A mediator may practice as a person engaged in the independent professional activity or as an entrepreneur — he/she may provide services individually, for hire, as a member of a mediation entity, or an association of mediators. The Law allows the provision of mediation services both for a fee and free of charge.

In addition to the basic responsibilities of a mediator provided for by the Law, the legislator requires the latter to comply with the code of professional ethics, which, however, is not a single document for all Ukrainian mediators, but must be developed by each association of mediators according to the Law. Each mediator accedes to the existing code and will be liable for its violation under the charter or regulations of the association of which he/she is a member.

The issue of keeping registers of mediators is regulated in a similar way – public registers should be kept by associations of mediators or mediation entities, however, no single national register is required.

Stages of mediation

The structured nature of mediation referred to in its legislative definition implies a simple division of the mediation procedure into three stages:

  • preparation, which implies preparatory activities carried out by the mediator to clarify whether mediation may be held (the range of which is not limited);
  • mediation itself, which is conducted in accordance with the Law and the agreement, rules of mediation, and mediator professional ethics; at the same time, the Law does not regulate or specify the procedure for mediation in any way;
  • termination of mediation, i.e. execution of an agreement by the parties in the event of successful completion of mediation, or in connection with the expiration of the contractual period of mediation, or refusal of the party to further participate in mediation.

Conclusion

Undoubtedly, the adoption of the Law was aimed at reducing the workload of the national judicial system, as it is clear that most disputes pending before the court may be potentially resolved amicably out of court. Mediation is assumed to be the mechanism that will contribute to such effective resolution of disputes due to the professional assistance of a mediator and maximum deregulation of the process.

Instead, mediation should not be considered as a full-fledged alternative to court proceedings, as it does not imply any state coercion by its nature, and therefore is useless in the absence of the will of both parties to resolve a conflict through negotiations.

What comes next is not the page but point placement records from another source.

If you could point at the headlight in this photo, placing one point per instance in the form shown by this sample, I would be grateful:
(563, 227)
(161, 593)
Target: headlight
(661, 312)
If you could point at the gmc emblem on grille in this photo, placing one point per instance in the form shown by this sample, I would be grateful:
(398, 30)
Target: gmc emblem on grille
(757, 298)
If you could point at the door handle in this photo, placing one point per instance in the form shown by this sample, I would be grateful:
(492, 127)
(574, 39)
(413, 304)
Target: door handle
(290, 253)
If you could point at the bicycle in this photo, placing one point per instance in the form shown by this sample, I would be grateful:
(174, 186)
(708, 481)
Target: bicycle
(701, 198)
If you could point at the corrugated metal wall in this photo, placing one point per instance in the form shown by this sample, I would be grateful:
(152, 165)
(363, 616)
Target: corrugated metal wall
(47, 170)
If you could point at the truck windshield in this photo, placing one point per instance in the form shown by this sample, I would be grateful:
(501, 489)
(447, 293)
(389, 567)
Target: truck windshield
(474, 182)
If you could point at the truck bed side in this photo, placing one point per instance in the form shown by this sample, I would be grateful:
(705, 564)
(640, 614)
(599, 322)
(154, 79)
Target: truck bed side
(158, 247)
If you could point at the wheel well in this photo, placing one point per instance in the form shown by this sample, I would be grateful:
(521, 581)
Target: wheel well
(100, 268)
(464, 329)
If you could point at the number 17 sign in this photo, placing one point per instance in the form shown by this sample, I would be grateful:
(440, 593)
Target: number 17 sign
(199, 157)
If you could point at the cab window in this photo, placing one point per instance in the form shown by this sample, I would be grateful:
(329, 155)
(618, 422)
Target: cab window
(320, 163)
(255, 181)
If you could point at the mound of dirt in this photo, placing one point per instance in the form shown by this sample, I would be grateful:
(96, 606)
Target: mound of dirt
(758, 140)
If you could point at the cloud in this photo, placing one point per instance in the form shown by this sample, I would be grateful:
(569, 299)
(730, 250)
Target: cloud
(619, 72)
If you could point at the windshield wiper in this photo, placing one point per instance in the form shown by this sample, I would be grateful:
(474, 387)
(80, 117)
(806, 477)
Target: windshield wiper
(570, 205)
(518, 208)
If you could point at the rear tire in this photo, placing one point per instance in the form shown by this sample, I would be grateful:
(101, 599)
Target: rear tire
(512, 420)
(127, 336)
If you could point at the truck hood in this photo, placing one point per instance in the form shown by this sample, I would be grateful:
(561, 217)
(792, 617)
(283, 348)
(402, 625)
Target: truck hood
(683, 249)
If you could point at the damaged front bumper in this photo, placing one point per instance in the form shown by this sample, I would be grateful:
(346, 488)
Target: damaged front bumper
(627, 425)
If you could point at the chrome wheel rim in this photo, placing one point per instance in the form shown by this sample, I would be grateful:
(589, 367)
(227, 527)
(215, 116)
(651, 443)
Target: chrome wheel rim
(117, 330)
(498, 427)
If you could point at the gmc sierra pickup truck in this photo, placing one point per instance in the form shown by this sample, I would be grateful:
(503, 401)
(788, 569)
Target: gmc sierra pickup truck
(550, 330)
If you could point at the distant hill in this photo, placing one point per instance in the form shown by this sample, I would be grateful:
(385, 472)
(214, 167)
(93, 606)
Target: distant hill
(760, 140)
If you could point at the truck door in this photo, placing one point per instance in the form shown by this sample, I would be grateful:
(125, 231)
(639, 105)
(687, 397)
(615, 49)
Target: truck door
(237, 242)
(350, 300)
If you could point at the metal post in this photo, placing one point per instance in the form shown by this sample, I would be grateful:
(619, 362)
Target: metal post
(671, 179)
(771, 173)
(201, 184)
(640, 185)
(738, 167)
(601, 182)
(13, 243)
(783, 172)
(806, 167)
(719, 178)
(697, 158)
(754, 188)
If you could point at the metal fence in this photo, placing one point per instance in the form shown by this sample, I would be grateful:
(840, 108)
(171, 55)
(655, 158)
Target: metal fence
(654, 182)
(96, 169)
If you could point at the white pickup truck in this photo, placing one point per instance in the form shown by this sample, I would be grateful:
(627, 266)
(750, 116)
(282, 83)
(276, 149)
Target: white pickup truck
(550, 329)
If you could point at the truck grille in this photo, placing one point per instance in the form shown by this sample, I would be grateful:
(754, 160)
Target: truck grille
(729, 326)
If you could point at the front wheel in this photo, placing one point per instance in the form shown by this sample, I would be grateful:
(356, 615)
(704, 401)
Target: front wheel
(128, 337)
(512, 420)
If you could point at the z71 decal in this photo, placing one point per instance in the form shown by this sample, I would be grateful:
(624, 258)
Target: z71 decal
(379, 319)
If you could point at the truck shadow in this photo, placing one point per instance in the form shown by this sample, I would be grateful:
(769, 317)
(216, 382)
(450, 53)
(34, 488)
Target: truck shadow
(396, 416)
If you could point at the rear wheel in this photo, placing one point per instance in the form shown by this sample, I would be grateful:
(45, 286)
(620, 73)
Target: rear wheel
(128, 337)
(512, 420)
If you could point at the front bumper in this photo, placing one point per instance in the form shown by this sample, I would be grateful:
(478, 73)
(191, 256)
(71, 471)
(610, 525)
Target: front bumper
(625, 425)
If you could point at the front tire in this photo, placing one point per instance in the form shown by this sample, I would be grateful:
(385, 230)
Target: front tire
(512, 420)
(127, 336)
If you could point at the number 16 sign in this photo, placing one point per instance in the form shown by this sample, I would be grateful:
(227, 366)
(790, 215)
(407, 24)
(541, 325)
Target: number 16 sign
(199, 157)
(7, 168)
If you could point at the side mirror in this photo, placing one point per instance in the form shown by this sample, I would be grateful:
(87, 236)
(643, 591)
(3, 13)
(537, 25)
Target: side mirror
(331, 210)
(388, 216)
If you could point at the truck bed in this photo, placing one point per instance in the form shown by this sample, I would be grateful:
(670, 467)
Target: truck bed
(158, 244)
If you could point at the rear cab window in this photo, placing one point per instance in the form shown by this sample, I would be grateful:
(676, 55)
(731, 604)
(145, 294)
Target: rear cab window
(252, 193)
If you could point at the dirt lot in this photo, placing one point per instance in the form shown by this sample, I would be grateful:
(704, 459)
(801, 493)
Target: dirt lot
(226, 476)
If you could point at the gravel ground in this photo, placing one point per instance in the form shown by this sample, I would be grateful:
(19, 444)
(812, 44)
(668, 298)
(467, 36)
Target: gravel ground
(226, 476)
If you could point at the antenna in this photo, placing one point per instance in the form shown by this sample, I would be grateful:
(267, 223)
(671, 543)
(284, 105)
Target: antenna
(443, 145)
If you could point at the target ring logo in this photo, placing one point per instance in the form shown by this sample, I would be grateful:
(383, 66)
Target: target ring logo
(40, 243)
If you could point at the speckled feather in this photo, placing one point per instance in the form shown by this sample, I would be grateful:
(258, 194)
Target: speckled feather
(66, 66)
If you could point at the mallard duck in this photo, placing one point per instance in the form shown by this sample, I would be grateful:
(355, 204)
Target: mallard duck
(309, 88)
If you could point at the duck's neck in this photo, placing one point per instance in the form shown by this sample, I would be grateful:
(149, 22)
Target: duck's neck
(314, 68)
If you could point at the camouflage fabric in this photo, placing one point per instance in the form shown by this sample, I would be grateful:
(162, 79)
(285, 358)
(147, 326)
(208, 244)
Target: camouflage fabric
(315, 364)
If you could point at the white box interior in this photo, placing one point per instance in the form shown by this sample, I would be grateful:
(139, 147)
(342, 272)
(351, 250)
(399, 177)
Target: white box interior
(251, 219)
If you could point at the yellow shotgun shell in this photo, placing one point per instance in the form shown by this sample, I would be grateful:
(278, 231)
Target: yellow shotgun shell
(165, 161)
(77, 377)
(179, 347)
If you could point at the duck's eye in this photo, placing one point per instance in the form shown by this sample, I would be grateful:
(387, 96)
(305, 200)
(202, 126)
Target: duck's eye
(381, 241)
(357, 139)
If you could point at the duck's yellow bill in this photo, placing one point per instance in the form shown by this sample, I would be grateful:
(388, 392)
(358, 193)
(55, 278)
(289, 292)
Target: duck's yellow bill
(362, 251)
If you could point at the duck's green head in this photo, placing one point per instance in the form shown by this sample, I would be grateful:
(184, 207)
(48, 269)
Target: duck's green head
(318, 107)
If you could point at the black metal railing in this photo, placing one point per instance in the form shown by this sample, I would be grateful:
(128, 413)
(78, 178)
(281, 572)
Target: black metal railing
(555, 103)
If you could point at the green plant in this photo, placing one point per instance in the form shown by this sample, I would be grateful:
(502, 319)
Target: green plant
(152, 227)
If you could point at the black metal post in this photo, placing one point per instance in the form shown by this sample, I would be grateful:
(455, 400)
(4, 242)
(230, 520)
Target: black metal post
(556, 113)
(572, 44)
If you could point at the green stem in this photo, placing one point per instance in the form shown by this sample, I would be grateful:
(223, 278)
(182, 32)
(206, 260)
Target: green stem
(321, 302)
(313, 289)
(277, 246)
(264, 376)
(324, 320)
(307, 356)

It is equally important that the commencement of the mediation process does not affect the limitation period.

The dispute resolution procedure with the participation of a judge similar to the mediation procedure has been applied in Ukraine since 2017, which has produced no significant impact on the effectiveness of the dispute resolution. Moreover, mediation existed in Ukraine even before the adoption of the Law, and the Law has not made any fundamental changes in the current situation.

Therefore, it is difficult to expect any significant percentage of disputes to be resolved under the mediation procedure rather than in court after the entry of the Law into force. However, the practice of mediation is expected to be activated and take its place among alternative dispute resolution methods.